Wie eine Schraube eine OP erspart

von Redaktion

EXPERTENINTERVIEW Bio-Implantate lösen sich nach einigen Monaten selbst auf

Bei bestimmten Knochenbrüchen, Sehnen- und Bandverletzungen, aber auch Gelenkerkrankungen muss der Patient meist zwei Mal unters Messer. Der Grund: Zur Stabilisierung setzt der Operateur Schrauben oder andere Metall-Implantate ein, die nach der Heilung in der Regel wieder entfernt werden. Diese zweite OP können Spezialisten ihren Patienten jedoch ersparen – zumindest dann, wenn kleinere Knochen betroffen sind. Für zahlreiche Eingriffe gibt es sogenannte bioabsorbierbare Schrauben. „Diese Implantate bestehen aus Magnesium und beginnen nach einigen Monaten damit, sich von selbst aufzulösen. Sie sind leichter als die herkömmlichen Schrauben aus Titan, aber trotzdem sehr stabil“, erklärt Dr. Frank Meinhard Balensiefen vom Orthopädiezentrum München Ost (OZMO) in Haar. Der Fußchirurg, der auch Spieler der deutschen Eishockey-Nationalmannschaft betreut, hat mit den „Phantomschrauben“ (Länge: zwei Zentimeter; Durchmesser: 2,7 bis 3,2 Millimeter) vor allem bei Hallux-Valgus-OPs gute Erfahrungen gemacht; unter Hallux Valgus versteht man einen Großzehenballen. Bei der Fehlstellung krümmt sich die große Zehe nach außen, der Ballen wölbt sich nach innen – hin zum anderen Fuß. Frauen sind zehnmal häufiger betroffen als Männer; jede Dritte hat dieses Problem.
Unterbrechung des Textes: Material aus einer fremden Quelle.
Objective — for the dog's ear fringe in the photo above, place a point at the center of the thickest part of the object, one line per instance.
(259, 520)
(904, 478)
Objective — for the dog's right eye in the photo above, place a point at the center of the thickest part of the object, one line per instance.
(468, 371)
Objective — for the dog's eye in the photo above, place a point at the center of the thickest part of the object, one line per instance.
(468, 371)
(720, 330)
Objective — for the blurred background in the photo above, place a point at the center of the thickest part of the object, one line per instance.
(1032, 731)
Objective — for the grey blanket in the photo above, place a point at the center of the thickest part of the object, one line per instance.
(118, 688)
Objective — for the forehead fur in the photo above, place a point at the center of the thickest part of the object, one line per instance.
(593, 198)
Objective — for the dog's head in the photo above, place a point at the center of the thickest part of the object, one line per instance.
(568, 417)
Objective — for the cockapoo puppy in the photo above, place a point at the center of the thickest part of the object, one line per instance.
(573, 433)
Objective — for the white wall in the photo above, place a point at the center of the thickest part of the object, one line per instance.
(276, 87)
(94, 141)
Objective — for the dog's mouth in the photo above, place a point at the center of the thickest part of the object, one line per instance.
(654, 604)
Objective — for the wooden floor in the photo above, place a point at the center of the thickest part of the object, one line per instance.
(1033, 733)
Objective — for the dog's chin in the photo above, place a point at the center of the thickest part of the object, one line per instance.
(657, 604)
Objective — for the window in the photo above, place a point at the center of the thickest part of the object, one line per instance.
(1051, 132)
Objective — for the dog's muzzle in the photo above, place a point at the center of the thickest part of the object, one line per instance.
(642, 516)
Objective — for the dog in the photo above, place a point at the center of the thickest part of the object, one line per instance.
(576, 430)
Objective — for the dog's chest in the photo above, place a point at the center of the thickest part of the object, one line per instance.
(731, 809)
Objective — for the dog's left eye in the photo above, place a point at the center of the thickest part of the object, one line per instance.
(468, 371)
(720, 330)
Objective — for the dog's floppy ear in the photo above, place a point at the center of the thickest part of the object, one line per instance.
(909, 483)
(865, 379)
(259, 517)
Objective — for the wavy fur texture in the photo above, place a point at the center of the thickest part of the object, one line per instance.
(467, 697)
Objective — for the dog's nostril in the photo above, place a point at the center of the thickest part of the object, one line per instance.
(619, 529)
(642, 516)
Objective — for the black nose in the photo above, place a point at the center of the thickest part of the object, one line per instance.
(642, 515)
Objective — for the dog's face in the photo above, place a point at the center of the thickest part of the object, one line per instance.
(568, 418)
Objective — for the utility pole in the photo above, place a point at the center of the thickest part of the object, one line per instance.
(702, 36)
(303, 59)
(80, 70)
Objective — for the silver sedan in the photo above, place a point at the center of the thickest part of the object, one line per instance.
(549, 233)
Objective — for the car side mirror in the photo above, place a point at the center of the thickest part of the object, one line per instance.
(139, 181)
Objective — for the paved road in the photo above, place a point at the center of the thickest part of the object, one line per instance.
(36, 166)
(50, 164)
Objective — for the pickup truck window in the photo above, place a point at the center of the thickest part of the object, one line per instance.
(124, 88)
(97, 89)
In welchen Körperregionen werden die Bio-Schrauben eingesetzt?

An den Füßen, an den Fingern und Händen, am Ellenbogen, im Bereich von Oberarm und Schultergelenk, an den Knien sowie im Hüftbereich.

Bei welchen Erkrankungen bzw. Verletzungen verwenden die Ärzte die Magnesium-Implantate?

Nicht nur bei Knochenbrüchen und Fehlstellungen wie dem Hallux Valgus, sondern auch bei kleineren knöchernen Band- und Sehnenausrissen sowie bei sogenannten osteochondralen Frakturen. So nennt man Verletzungen, bei denen sich Knorpel-Knochen-Stücke im Gelenkbereich abgelöst haben. Auch bei Pseudoarthrosen können sie eine Alternative sein – in diesen Fällen ist die Knochenheilung gestört.

Welche Vorteile haben sie?

Zum einen machen die Bio-Schrauben die sogenannte Materialentfernung überflüssig, also die besagte zweite OP. Zum anderen eröffnen sie dem Operateur auch Flexibilität. Im Gegensatz zu herkömmlichen Schrauben, die meist aus Titan bestehen, sind die Implantate aus Magnesium weicher. Man kann sie beispielsweise während der OP kürzen, wenn sie zu lang sind, und sie damit genau auf die Anatomie des Patienten anpassen.

In welchen Fällen kommen die selbstauflösenden Schrauben nicht infrage?

Das häufigste und wichtigste Ausschlusskriterium ist die Osteoporose. Generell sind die Bio-Schrauben nicht für Eingriffe an mittleren und größeren Gelenken sowie an der Wirbelsäule geeignet. Auch bei einer akuten Infektion im OP-Gebiet sollten sie nicht eingesetzt werden.

Welche Komplikationen kann es geben?

Neben dem allgemeinen OP-Risiko besteht theoretisch die Gefahr, dass eine Schraube brechen kann und entfernt werden muss, wenn der Knochen nicht vollständig fest verheilt. Dies ist überaus selten.

Worauf muss der Patient achten, wenn er eine Bio-Schraube eingesetzt bekommt?

Es sollte nach der Operation zweimal der Verlauf mittels Röntgenaufnahmen kontrolliert werden.

Wie lange dauert es in der Regel, bis sich die Bio-Schraube aufgelöst hat?

Nach etwa einem halben Jahr erkennt man das Implantat im Röntgenbild kaum noch. Bei Patienten mit einer guten Knochenqualität geht es etwas schneller.